I took this week off to volunteer for SXSW. My shifts have been screwy for various reasons (main crew's hours got cut, other crew added in hours, system double-booked me then dropped me out, nitty gritty straightening it all out), but so far so good.

Bag stuffing (where we put promo stuff in bags) featured a jerk (who was angry at me for re-stocking his magazines to stuff in bags - 'stop bringin' me stuff!') and culminated in him pelting me with an empty cardboard box while I re-stocked another stuffer. That made me angry, especially since he wasn't kicked off, but just told to stay away from me (and of course I was told the same). In society, why is the treatment for the victim so similar to the treatment for the offender? Why do jerks receive so much tolerance for their behavior when it shouldn't be tolerated at all? Well, let's give him another chance. (And if I had physically countered him after he hit me with an object (the box), what consequences would I have to deal with?)

Other than that, bag stuffing is amusing to me, because it makes for great people-watching to hand things out to the folks coming by in lines, like neverending trick-or-treaters, with their bags held open as they go by. I saw a lot of interesting and cool hairstyles and fashion ensembles from young and old hipster volunteers.
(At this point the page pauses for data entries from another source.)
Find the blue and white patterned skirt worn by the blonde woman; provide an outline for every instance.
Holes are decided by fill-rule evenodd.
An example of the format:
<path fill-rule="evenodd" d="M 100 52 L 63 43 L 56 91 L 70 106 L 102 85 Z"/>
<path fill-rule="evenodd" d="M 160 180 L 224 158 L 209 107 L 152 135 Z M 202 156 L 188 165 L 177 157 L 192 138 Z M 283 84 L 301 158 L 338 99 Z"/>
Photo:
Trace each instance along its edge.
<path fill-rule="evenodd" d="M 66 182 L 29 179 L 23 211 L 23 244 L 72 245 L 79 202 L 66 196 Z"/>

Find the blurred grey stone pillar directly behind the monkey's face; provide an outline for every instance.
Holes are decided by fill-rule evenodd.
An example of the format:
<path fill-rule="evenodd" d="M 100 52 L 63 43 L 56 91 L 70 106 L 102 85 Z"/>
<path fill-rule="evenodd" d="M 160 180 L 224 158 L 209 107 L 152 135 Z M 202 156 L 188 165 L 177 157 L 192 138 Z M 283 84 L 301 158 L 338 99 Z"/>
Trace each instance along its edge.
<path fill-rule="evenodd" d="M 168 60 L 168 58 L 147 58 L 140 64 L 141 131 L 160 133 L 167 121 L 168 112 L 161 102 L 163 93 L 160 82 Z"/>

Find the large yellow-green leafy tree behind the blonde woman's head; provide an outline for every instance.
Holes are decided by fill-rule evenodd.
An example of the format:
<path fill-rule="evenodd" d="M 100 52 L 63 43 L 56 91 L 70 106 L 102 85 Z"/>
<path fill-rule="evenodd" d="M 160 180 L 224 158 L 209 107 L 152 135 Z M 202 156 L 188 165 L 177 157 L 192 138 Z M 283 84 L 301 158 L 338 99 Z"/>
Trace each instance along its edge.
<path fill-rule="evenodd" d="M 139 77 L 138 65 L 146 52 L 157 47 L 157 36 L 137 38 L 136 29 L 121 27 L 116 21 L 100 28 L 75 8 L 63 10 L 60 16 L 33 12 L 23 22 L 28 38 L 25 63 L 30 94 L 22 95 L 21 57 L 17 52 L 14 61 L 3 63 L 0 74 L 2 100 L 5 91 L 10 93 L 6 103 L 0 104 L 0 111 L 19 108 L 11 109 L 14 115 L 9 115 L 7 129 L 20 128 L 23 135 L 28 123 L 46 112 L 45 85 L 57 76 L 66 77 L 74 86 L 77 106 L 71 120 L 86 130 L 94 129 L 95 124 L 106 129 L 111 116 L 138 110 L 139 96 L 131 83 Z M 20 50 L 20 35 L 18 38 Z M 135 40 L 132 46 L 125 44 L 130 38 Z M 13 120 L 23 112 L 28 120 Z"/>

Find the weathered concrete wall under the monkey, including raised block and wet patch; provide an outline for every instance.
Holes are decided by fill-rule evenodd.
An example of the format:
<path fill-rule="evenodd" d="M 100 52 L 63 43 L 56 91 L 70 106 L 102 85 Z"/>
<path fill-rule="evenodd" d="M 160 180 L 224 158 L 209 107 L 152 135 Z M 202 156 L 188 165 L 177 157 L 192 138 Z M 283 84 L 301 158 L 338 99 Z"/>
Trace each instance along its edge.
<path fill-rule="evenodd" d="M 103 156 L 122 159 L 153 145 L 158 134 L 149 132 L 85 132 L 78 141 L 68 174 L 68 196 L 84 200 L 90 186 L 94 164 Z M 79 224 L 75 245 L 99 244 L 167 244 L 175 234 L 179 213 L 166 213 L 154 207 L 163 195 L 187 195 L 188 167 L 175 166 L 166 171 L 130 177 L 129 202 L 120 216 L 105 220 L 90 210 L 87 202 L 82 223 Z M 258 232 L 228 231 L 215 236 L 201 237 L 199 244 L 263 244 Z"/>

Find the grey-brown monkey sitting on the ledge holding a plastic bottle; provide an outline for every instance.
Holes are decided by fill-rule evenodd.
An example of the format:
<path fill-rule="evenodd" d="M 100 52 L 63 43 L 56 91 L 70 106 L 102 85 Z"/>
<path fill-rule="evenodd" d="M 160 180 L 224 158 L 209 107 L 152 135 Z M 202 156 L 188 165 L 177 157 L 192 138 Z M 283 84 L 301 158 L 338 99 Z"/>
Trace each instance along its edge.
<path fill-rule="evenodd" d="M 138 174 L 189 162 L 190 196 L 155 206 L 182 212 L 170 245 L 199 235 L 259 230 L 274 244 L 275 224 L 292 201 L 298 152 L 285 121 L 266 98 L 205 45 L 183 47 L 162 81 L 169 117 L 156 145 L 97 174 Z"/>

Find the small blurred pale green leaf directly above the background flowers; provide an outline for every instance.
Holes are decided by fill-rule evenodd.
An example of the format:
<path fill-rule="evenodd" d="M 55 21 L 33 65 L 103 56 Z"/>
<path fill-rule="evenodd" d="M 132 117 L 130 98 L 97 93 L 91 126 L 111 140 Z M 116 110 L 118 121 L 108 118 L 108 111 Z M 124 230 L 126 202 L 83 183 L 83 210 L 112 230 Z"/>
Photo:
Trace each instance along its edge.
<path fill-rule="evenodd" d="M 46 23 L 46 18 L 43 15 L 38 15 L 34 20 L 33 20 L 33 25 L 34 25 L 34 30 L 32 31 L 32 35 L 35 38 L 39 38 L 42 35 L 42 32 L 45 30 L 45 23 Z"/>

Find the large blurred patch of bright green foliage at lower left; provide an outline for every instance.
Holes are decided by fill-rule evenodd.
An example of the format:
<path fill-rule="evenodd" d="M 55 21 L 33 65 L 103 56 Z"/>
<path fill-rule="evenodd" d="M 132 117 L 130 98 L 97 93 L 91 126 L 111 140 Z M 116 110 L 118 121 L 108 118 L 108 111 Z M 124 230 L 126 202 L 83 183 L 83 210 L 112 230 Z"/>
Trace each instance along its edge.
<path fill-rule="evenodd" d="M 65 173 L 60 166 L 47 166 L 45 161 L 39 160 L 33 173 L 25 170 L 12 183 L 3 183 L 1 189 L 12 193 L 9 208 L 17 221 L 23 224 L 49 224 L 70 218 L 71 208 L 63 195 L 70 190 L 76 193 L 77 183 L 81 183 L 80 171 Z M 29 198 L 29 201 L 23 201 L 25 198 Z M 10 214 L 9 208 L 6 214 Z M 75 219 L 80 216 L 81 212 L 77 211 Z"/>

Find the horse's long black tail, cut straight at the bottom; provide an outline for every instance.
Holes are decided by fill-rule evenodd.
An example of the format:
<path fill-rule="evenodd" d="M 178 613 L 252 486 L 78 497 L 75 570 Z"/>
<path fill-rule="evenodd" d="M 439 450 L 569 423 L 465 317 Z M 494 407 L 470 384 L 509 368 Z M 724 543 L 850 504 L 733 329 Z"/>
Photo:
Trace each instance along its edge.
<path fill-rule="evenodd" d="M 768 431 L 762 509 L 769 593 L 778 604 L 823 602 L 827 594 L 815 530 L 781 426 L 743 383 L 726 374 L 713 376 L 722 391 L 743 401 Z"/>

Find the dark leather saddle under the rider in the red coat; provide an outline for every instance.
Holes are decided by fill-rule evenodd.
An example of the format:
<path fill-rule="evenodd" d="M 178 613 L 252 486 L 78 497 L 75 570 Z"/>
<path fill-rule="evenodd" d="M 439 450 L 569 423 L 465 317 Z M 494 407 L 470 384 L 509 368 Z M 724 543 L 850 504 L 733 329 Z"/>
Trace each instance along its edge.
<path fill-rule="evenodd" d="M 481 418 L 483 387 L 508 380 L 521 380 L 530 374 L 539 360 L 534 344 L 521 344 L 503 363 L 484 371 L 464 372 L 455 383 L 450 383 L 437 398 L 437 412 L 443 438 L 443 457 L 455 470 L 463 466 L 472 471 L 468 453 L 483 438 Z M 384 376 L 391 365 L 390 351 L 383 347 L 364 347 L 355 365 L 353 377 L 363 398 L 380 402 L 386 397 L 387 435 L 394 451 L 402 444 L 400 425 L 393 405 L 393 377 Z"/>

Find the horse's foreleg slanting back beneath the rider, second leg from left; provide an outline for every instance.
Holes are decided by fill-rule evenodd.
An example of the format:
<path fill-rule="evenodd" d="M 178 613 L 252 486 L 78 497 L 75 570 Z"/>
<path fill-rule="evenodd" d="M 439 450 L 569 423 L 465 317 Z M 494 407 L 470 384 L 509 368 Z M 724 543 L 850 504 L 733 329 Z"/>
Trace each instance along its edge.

On my shift in the Press Suite, I watched a conference for The Lookout, one of the movies screening, which had Borat's real-life wife Isla Fisher, and Joseph Gordon-Levitt ("the guy from 3rd Rock," or the nice guy from Ten Things I Hate About You. Bill Paxton was supposedly around somewhere, but I did not care about that. I was pretty excited when I saw Douglas Coupland (author, probably most famous for being the original source of the phrase "Generation X") coming down the hallway, and stopping to check his schedule. I liked a lot of his earlier books, "Life After God" and "Microserfs," but didn't have anything good to say to him, so he passed by unaccosted.